YGC Resources has to be one of the most underestimated gold miners on the market. They fly under the radar of many goldbugs, due to a lack of effective public relations. But the management of YGC has a core competency in producing gold, not producing slick marketing campaigns. This is good news for anyone reading this article and getting in before the resource update shines a light on the value and potential of this little Canadian miner.
YGC Resources is focused on the discovery and development of gold ore deposits in North America. The company holds a diverse portfolio of gold, silver, zinc and copper properties in the Yukon Territory and British Columbia in Canada and in Arizona in the United States. The primary focus is the exploration of its 100%-owned Ketza River property, which consists of 308 mineral claims and leases, a gold mill from past operations and all associated equipment.
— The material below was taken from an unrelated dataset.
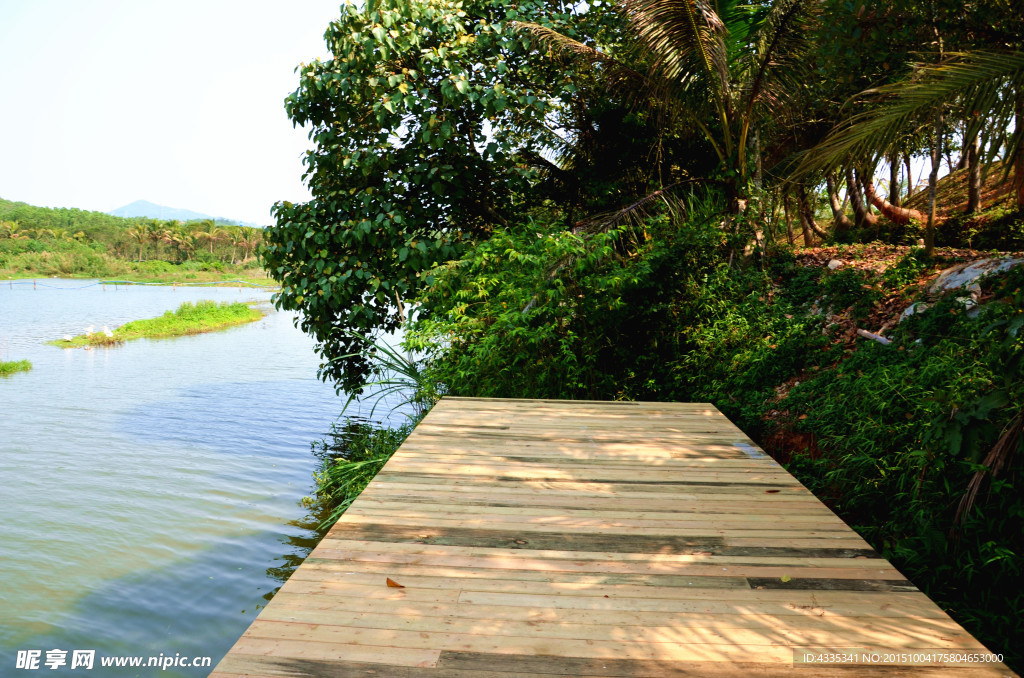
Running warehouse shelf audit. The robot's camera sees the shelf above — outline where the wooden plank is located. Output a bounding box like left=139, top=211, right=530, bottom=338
left=213, top=397, right=1011, bottom=678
YGC has an estimated 1.8 million ounces of gold resources and is expected to be bring the Ketza River property back in production in 2008. They have the cash necessary to move towards production, having recently closed $8.25 million in a private placement. This has been followed by a series of announcements detailing promising drill results. An updated resource estimate will be carried out as part of the pre-feasibility study due for completion by the end of December 2006. We expect these results to surprise even the most optimistic predictions and send the share price rocketing. The Yukon government recently assigned a project coordinator to assist in advancing the project through the assessment and regulatory stages, towards the ultimate goal of production.
A production decision is expected by the end of March 2007. YGC is looking at the potential of a 2,000 tonne per day open pit mine. We see little chance of the company not moving toward production and expect the mine to be operational by mid to late 2008.
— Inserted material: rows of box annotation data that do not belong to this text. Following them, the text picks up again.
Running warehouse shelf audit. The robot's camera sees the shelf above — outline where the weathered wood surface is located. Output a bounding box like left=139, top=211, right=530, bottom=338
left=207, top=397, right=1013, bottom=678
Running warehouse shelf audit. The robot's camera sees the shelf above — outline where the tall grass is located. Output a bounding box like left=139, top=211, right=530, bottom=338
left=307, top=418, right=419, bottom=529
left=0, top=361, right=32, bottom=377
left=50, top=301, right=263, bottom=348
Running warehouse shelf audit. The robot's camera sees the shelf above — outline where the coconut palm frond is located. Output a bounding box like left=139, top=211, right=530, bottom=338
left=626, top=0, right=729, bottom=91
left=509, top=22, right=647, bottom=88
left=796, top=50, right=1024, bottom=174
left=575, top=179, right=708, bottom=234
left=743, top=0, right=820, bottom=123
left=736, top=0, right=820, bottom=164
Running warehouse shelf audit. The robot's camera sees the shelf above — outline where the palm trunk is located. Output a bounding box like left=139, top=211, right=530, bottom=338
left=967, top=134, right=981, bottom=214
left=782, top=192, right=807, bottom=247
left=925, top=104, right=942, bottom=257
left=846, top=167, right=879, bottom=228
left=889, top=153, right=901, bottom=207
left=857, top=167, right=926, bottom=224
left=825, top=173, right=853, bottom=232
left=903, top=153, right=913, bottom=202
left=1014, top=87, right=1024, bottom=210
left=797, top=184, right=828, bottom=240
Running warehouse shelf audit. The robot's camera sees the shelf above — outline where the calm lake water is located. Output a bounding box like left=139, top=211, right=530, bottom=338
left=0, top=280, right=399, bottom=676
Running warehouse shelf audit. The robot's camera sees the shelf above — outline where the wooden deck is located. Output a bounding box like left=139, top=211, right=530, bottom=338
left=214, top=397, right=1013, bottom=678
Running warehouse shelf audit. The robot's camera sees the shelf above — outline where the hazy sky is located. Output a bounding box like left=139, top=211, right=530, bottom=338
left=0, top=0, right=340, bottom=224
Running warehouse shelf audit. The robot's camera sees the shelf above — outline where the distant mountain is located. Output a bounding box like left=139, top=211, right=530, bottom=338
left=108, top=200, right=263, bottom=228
Management is highly competent, led by President Graham Dickson, who has over 20 years of experience in the mining industry and has brought nearly 20 mines into production. YGC Director Don MacDonald also serves as Senior VP & CFO of NovaGold Resources Inc. and has over 20 years of experience in the mining industry. He has been directly involved in the operation or development of ten mines in North and South America with four different mining companies. This degree of experience is hard to come by in the mining industry, which makes YGC all the more attractive.
YGC may seem expensive at current prices ($1.59 CDN). It has already doubled since the beginning of 2006 and while the HUI corrected 18% in the last 3 weeks, YGC’s share price has increased by 18% in the same time period. But we are of the opinion that $1.59 will look cheap by the end of the year and be viewed as ridiculously inexpensive after the results of the pre-feasibility study.
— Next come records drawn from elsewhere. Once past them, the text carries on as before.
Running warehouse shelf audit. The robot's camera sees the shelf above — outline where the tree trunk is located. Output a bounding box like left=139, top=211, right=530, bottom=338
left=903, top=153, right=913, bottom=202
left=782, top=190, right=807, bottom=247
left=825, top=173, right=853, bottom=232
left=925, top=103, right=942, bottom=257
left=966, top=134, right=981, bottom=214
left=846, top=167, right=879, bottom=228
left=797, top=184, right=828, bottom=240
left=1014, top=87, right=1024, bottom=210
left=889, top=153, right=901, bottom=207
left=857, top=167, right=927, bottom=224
At $1.59 per share with 56.5 million shares outstanding, the approximate market cap of YGC Resources is only $90 million. With 1.8 million ounces of gold and using industry norms, the company should be valued somewhere closer to $180 million. Many are predicting that the pre-feasibility study could increase the estimated resources to over 3 million ounces. So even using current reserve estimates, YGC’s share price could easily double from here. If the pre-fesability study comes back with a significant upside revision, YGC could provide one of the best returns of any miner during this bull market. Given the series of private placements that took place this year, YGC is also very well funded and has the cash necessary to move to production without any significant share dilution in the near future. With all of this upside potential and little risk, YGC is a no-brainer that should be a part of any gold investor’s portfolio.